The world really doesn't need more busy people, maybe not even more intelligent people. It needs deep people, people who know that they need solitude if they are going to find out who they are:
silence, if their words are to mean anything;
reflection if their actions are to have any significance;
contemplation, if they are to see the world as it really is;
prayer, if they are going to be conscious of God,
if they are to "know God and enjoy God forever".
The world needs people who want their lives not only to be filled, but to be full and fulfilled ... The world needs people who will allow time for God to recreate them, play with them, touch them as an Artist who is making something beautiful with their lives.

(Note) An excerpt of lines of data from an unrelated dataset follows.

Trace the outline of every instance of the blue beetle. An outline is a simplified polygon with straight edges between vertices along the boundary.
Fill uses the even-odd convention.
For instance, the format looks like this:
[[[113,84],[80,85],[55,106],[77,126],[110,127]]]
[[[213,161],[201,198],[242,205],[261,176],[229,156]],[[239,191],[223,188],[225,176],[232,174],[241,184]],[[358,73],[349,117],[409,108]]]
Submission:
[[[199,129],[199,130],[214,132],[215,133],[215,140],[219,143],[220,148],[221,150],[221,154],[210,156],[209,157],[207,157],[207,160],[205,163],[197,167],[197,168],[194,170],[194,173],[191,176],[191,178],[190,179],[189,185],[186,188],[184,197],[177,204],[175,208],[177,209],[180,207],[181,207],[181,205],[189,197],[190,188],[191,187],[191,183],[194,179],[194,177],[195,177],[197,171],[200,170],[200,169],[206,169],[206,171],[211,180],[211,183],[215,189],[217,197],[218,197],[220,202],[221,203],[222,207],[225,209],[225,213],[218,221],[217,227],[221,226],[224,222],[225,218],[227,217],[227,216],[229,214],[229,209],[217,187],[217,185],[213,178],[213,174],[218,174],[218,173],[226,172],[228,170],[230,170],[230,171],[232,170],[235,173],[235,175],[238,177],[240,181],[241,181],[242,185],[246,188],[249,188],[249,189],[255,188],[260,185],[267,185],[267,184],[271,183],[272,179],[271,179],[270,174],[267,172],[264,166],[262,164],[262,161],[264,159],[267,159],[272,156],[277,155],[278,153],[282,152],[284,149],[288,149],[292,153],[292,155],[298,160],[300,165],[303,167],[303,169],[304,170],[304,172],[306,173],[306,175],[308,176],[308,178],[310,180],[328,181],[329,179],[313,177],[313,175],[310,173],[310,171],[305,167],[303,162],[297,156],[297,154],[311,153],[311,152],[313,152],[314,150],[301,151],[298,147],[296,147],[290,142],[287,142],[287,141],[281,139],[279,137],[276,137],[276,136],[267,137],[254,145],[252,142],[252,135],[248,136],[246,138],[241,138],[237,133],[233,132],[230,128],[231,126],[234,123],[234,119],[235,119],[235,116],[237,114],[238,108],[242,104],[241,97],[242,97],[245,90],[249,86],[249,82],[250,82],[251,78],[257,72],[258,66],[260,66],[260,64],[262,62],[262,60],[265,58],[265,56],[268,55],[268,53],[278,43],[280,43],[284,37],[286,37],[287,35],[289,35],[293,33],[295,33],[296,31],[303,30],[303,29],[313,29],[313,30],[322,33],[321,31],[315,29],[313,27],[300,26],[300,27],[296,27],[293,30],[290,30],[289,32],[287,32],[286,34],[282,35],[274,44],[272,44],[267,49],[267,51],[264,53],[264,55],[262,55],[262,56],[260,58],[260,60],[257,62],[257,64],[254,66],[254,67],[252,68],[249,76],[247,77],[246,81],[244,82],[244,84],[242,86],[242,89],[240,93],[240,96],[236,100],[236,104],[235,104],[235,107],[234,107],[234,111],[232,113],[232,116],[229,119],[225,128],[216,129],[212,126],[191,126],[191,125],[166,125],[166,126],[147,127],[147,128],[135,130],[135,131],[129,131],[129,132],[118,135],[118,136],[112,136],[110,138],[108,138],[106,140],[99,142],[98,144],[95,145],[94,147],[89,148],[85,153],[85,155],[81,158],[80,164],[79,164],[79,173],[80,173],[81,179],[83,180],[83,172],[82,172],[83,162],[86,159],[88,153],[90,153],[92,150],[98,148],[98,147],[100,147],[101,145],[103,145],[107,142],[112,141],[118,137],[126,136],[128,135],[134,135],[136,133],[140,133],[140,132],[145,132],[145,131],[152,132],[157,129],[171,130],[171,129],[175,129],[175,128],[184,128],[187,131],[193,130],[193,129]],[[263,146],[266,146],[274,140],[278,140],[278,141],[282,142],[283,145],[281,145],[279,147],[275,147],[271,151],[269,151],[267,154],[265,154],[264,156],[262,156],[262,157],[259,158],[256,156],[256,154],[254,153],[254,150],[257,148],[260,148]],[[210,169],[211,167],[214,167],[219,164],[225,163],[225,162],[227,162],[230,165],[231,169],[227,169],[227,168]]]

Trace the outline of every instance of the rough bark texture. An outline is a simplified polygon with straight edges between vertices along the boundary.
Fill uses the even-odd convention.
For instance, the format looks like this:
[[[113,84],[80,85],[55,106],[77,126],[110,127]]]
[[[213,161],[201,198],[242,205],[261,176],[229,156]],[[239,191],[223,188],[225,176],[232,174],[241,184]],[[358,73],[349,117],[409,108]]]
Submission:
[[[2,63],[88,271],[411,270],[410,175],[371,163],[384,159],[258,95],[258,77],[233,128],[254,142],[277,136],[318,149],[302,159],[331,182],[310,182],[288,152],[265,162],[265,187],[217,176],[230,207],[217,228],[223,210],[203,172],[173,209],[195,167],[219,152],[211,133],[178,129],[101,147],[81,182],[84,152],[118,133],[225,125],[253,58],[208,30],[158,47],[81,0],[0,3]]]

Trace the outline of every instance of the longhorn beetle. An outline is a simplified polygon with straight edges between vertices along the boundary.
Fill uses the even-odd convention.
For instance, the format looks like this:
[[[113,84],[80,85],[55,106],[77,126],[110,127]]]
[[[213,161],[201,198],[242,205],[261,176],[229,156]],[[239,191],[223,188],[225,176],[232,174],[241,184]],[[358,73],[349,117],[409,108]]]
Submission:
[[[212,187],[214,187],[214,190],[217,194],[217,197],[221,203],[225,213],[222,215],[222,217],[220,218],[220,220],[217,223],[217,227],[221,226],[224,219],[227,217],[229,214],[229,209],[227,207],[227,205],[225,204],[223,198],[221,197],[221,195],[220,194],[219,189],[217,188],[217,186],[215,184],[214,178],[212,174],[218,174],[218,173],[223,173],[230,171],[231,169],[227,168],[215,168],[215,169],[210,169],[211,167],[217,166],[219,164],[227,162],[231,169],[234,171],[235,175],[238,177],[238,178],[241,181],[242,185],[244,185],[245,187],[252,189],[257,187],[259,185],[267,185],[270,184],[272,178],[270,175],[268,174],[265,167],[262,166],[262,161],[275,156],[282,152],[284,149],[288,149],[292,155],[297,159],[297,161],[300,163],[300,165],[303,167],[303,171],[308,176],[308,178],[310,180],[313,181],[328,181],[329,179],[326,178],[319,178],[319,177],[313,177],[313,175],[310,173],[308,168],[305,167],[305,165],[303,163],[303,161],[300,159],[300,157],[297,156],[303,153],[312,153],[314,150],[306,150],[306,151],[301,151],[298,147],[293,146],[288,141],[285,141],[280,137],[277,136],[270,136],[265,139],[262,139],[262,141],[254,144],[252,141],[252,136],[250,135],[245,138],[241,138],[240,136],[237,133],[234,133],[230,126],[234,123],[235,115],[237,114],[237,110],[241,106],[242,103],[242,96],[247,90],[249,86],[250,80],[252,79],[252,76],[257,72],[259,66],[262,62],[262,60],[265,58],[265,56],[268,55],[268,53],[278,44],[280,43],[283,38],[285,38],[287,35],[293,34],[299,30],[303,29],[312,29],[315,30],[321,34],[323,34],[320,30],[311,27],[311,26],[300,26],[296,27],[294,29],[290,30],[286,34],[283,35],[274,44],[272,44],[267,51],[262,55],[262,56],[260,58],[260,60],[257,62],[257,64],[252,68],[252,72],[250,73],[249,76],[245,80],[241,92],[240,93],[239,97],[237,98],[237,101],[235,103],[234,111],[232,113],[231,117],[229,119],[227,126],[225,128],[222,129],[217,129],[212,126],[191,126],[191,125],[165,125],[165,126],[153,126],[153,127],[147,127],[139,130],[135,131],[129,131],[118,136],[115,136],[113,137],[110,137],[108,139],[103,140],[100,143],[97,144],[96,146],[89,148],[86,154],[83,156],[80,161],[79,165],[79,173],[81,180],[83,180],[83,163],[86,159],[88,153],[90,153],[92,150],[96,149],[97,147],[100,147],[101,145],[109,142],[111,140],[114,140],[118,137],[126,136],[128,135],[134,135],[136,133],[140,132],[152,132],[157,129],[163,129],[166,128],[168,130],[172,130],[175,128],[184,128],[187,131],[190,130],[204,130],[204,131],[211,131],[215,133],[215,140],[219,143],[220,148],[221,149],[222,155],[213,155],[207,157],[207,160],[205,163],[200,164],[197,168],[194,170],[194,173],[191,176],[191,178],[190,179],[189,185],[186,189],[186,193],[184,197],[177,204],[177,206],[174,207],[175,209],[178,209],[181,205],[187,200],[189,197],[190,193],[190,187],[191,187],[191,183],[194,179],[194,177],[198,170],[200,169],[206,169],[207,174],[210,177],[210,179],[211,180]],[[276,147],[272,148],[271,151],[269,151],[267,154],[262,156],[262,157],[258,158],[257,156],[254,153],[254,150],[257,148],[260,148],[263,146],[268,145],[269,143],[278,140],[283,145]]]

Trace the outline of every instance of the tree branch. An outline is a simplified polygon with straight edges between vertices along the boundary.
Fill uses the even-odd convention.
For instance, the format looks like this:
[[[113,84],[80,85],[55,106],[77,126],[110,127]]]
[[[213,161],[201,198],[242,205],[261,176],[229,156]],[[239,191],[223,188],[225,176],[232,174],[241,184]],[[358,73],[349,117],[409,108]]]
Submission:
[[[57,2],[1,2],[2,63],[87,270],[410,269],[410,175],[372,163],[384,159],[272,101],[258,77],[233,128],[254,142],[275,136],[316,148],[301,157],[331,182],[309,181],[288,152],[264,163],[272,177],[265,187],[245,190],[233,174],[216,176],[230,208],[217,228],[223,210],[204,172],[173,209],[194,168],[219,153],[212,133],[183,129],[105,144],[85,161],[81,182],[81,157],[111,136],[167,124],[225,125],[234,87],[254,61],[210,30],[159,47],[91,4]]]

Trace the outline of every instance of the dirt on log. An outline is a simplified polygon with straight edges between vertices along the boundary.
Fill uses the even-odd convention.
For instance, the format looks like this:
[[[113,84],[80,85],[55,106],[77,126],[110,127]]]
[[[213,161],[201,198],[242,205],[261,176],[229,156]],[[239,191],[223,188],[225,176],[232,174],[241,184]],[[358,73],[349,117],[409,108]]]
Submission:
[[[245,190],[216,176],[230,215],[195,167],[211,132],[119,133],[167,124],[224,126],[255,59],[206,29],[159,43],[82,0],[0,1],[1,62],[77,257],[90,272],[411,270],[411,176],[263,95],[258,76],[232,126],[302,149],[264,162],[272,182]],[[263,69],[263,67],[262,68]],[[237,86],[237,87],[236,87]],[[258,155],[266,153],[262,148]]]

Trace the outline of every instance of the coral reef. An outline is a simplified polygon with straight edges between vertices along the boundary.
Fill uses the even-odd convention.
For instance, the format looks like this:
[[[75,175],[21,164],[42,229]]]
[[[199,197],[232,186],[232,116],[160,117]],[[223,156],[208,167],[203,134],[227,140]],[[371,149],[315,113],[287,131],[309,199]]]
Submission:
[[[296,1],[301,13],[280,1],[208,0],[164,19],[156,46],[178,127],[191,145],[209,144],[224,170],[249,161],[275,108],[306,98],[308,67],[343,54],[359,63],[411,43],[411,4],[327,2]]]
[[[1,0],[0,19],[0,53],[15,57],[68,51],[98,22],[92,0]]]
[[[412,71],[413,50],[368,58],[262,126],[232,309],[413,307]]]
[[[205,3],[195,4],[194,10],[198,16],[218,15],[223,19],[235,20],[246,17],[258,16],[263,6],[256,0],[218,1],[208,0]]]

The divine mystery is not a collection of problems. As the mystics keep chanting, it is a light so bright that it blinds us, that we are bound to experience it as darkness. To become intimate with it, we have to "unknow" worldly knowledge. We have to give up our tendency to assault it as we would a problem, learning to wait patiently for it to reveal itself as an intimate, at times even shy and vulnerable, lover. . . . The mystery never fails to nourish and heal me. I know that my spirit has been made to contemplate it, to love it as the central reality and treasure of my being. It is my lever for moving the world.
It is not vast quantities of mechanical work that appeals to the Divine, but it is the link with the divine consciousness established through that work that matters. This consideration of the spirit in which the work is done is of the utmost relevance to all of us who want to progress toward divine consciousness. When one is conscious during work, that quality of consciousness is naturally imparted to what one is working with or upon. Such work retains the vibration of that person and they link others immediately with that cause.